И смеялась зазывно: до потемнения света в очах нравился ей берендей. Нельзя, нельзя... И пуще прежнего нахлестывала коня, летела навстречу ветру, а молодой Аклан мчался рядом, и глаза его горели, как у лютого зверя.
Не снег на голову среди лета посыпал — из Киева пришла в Пере-яславль грамотка: великий князь собственноручно писал Мономаху, что из Немецкой земли пришло княгине Ефросинии-Гертруде собственноручное послание императора: просит Генрих вернуть ему любезную супругу, ибо что Бог соединил, то не людям разделять, а он стар стал и недужен, и без жены ему никак нельзя.
Побелела Евпраксия:
—Не погуби, братец.
И выложила все: как супруг ее венчанный, император Генрих, не Богу, а, страшно вымолвить, дьяволу поклоняется и в спальне его изображение имеет, как на мерзкие игрища непотребных юношей и дев собирает и заставляет их там пред очами своими блуд творить.
— Неладно ты жила, — говорит.
— Неладно?. А где вы были, отец и братья, когда я чахла от скорби в Вероне?
•
— То было время, когда голод и мор ходили по Русской земле.
— Где вы были, когда скотники глумились над телом моим?
— То был год, когда умер отец наш Всеволод, когда утонул Ростислав и кровью усобиц вот-вот готова была залиться Русская земля.
— Почему не вспомнили про сестру, когда, ускользнув из лап изверга, она нищей приживалкой ютилась у пасынка?
— В те поры напали на Русскую землю злые половцы.
— Много у тебя о Руси заботы, братец, а обо мне, видать, совсем нету.
Лучше бы не говорила. Так глянул — сердце в пятки ушло. Закрыла лицо руками. А он вдруг ласково обнял:
— Плачу о тебе кровавыми слезами, дитятко. В монастыре стало бы легче твоей оскорбленной душе.
Отшатнулась:
— Не пойду! Мужняя жена, его согласие надо. Снова обнял:
— Разве я неволю? Как жить-то будешь?
— Ужо, дождусь его смерти — замуж пойду. Он сокрушенно заметил:
— В третий раз? То, может, в латынских странах дозволяется, а у нас нет. Вспомни Янку, сестру нашу: жениха потеряла и тут же в монастырь свое девичество заточила. Как бы тебе вровень с нею встать?

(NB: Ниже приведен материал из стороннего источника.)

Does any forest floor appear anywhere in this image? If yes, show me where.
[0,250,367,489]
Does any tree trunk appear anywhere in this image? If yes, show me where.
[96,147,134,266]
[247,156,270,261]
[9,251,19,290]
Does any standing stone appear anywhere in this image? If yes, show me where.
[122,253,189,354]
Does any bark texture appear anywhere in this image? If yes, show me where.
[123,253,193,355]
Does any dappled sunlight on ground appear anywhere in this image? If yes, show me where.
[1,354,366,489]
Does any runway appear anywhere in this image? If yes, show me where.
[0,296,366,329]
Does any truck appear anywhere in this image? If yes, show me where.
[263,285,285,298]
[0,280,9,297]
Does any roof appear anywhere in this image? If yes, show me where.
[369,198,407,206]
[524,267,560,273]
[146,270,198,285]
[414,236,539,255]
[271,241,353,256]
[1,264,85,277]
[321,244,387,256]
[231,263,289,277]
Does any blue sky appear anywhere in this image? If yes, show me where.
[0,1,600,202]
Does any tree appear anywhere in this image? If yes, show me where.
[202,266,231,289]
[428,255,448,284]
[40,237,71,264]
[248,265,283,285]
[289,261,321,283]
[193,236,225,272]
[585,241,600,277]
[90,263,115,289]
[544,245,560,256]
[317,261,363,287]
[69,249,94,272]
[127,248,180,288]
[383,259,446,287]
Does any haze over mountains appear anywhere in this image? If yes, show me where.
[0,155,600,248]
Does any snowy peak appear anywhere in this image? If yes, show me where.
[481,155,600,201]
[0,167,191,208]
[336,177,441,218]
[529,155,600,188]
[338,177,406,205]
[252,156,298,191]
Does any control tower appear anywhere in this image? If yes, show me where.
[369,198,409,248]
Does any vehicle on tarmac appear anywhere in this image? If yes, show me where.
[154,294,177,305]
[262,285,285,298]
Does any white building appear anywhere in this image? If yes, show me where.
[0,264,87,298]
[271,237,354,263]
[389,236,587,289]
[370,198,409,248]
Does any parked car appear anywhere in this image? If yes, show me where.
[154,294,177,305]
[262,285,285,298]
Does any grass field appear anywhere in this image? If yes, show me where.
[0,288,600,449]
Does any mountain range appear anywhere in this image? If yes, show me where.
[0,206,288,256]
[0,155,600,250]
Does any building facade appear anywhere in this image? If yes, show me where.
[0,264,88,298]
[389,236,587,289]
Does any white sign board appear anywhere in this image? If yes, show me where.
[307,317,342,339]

Вконец испугавшись, она взмолилась;
— За что невзлюбил, милый брат, за что при жизни в гроб толкаешь? Глянула на него и осеклась: горестно дрожало лицо князя, с мольбой смотрели на нее большие Мономаховы глаза. Вспыхнула:
— Кроме тебя, никого у меня на свете. Не гони от себя. Буду жить по-твоему.
— Трудно жить по-моему, светик. Лучше не берись.
— Все сделаю, лишь бы любовь твою заслужить. На глазах его выступили слезы:
— Любовь моя и забота от рождения с тобой.
Да, любил, души не чаял. Горестно морщился, слыша от нее вперемешку с русскими иноязычные слова. Одаривал сверх меры. Многое прощал. Но с той же нежностью относился Владимир и к Катьке, и к Евфимии, и ко всей своей женской родне. Все они были для него что дети малые.